![Laoag Chicharon]()
Based on firsthand interviews with visitors who wind up in Ilocos Norte, they want to unruffle, enjoy the fresh air and explore the food.
Ilocano cooking is well-defined because it revolves around three key ingredients, namely native bugguong (fermented fish), suka (vinegar) and bawang (garlic).
The local cooking lexicon is peppered with everyday terms — naprito, linengta, naabraw, natuno, nalauya, na-salad, napakbet, etc.
Over the last few years, hyphenated dishes have lent color to an evolving food culture. The success of pinakbet pizza and its cousins has set a trend for more hybrids.
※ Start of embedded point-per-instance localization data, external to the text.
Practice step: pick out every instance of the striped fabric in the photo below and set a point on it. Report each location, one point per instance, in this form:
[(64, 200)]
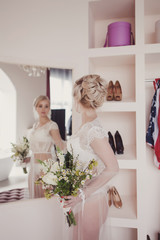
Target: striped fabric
[(153, 131), (14, 195)]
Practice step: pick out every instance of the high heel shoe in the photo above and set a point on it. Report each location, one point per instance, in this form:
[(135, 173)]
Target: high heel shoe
[(117, 95), (119, 143), (111, 142), (116, 198), (110, 90), (109, 197)]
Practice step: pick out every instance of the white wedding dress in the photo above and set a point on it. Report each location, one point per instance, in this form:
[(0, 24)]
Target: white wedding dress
[(92, 213), (42, 147)]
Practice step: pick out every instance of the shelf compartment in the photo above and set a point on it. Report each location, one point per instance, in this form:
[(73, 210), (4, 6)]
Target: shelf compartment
[(125, 123), (114, 68), (126, 105), (121, 50), (102, 13), (152, 14), (127, 192)]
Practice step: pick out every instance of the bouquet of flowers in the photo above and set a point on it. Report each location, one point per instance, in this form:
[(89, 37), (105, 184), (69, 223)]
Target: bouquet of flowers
[(20, 151), (64, 177)]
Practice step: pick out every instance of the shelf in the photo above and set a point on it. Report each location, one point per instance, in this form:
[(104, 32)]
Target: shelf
[(112, 51), (152, 69), (152, 48), (128, 159), (128, 211), (126, 105), (102, 13), (120, 233), (151, 7)]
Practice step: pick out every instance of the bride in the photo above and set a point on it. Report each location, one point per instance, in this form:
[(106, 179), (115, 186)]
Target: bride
[(90, 207)]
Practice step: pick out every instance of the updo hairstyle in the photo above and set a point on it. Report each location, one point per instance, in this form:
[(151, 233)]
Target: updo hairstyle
[(40, 98), (35, 104), (90, 91)]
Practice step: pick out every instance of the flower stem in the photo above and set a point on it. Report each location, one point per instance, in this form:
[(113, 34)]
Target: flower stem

From a local perspective, certain names in the restaurant scene have become knee-jerk for special family bonding moments.
Among the list are tour guides’ recommendations, a few personal favorites (based on consistent overall quality), two non-Ilocano restaurants that are a hit with locals and old-timey eateries that balikbayans can’t do without.
1. Dawang’s Place. Known for its wicked dinardaraan (bloodmeat) with chicharon and smoky paksiw, this carinderia type of eatery has reached cult status ahead of the pack. Second-generation patrons chip in for tinuno and the diet-breaking dinardaran. No one, really, to my knowledge, has left the place unsatisfied.
2. Batac Riverside Empanadahan. Agruably the best empanada in Ilocos can be found in Batac’s always crowded empanadahan. Lanie’s or Glory’s, with suka ken sili or banana ketchup, that orange thing, bursting with indigenous longaniza and papaya flavors, will inevitably make a visitor keep coming back for more.
3. Bergblick. One review (from an awarded journalist) at tripadvisor shared the same thoughts I have for this German restaurant in Pagudpud. I bring my guests to Bergblick because I know I won’t be embarrasesd. I’ve practically tasted everything on the menu, so it’s certainly low-pressure. Must-trys (besides German beer): Bergblick pan, sauerkraut platter, fish carpaccio, bihon guisado, German-style crispy pork leg, fried potato skins, and all the desserts.
4. Red 8. Chinoys from Manila rave about the superior quality of hakaw, chicken feet and assorted congees at this tea house inside Fort Ilocandia. Locals reserve Red 8 for special occasions and meetings. Bump into government officials, businessmen, balikbayans and tourists. Other offerings: Cantonese and Taiwanese dishes and assorted roasted meat.
5. Saramsam. Their hybrid pizzas and pastas click with the younger crowd. Service is a bit slow sometimes, but amid a nice and cozy ambiance, it feels fine to linger in this global-eclectic house-turned-resto.
6. Katrina’s. For tourists who don’t mind getting out of their comfort zones is a hole in the wall in the outskirts of Laoag. Located near the Laoag Cemetery and BJMP, Katrina’s is frequented by Ilocanos who are strict with their food preferences, dyed-in-the-wool Ilocanos who won’t part with tradition. The house lauya a la libre go well with the dirardaraan with crispy bagbagis (deep-fried intestines), inbaliktad, dinakdakan and vegetable specialties.
7. Lidamero’s. According to stories, it’s the breakfast place for Laoag policemen. In this carinderia, there are more authentic Ilocano choices that won’t break your budget. Everyday access to lechon is s plus point.
8. Leni’s in Adams. No other place I know for fascinating mountain-grown food. Nostalgic picnic-style lunch in the midst of nature. Leni will whip u
p an organic lunch at your request. A basic meal consists of wild aba (gabi) cooked in coconut milk, balbalusa (wild eggplant) salad, boiled river fish, kinirog a udang (crawfish), adobo or tinuno. The lady will accommodate special requests such as buos (red ants), tukak, ubog, tree ears pinakbet, depending on availability.
9. Evangeline’s Beach Resort. A friend tour guide and I agree on Evangeline’s kind of cooking. Their pinakbet is different, but delightful, without leaving the bounds of authenticity. Evangeline’s is tucked away in a crowded resort area fronting the Saud Beach Cove. Nevertheless, the restobar is casual and warm with a relaxing beachy ambiance. Be ready to explore their binagoongang bagnet sa gata.
10. La Moda Panciteria. Something that will take you to downtown Laoag in the olden times
are the eats at La Moda. Flat pancit guisado with pieces of lechon de carajay, fried chicken and pork chop (like your grandma cooked for you) are hot items on the menu. Highly recommended: the La Moda fried rice (with chicharon). Chinese eateries in Laoag like La Moda are on the verge of extinction.